On 1/18/2024 9:38 AM, Al Viro wrote:
On Tue, Jan 16, 2024 at 03:53:35PM +0800, Baolin Wang wrote:
With checking the 'dentry.parent' and 'dentry.d_name.name' used by
dentry_name(), I can see dump_mapping() will output the invalid dentry
instead of crashing the system when this issue is reproduced again.
dentry_ptr = container_of(dentry_first, struct dentry, d_u.d_alias);
- if (get_kernel_nofault(dentry, dentry_ptr)) {
+ if (get_kernel_nofault(dentry, dentry_ptr) ||
+ !dentry.d_parent || !dentry.d_name.name) {
pr_warn("aops:%ps ino:%lx invalid dentry:%px\n",
a_ops, ino, dentry_ptr);
return;
That's nowhere near enough. Your ->d_name.name can bloody well be pointing
to an external name that gets freed right under you. Legitimately so.

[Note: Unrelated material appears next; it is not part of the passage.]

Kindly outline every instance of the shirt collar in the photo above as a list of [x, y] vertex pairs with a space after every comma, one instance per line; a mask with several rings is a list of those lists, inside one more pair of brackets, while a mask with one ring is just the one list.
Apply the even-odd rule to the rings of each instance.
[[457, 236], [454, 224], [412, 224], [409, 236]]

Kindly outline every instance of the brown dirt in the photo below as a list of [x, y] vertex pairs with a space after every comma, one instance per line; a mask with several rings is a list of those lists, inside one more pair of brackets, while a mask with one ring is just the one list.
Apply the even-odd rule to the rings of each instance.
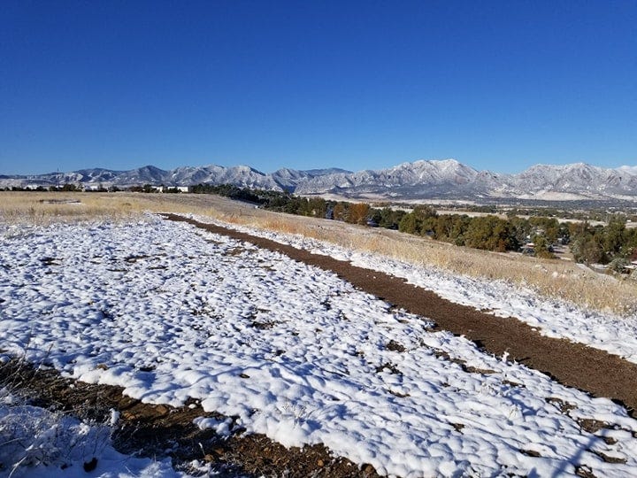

Think what happens if dentry has a long name (longer than would fit into
the embedded array) and gets renamed name just after you copy it into
a local variable. Old name will get freed. Yes, freeing is RCU-delayed,
but I don't see anything that would prevent your thread losing CPU
and not getting it back until after the sucker's been freed.
Yes, that's possible. And this appears to be a use-after-free issue in
the existing code, which is different from the issue that my patch
addressed.
So how about adding a rcu_read_lock() before copying the dentry to a
local variable in case the old name is freed?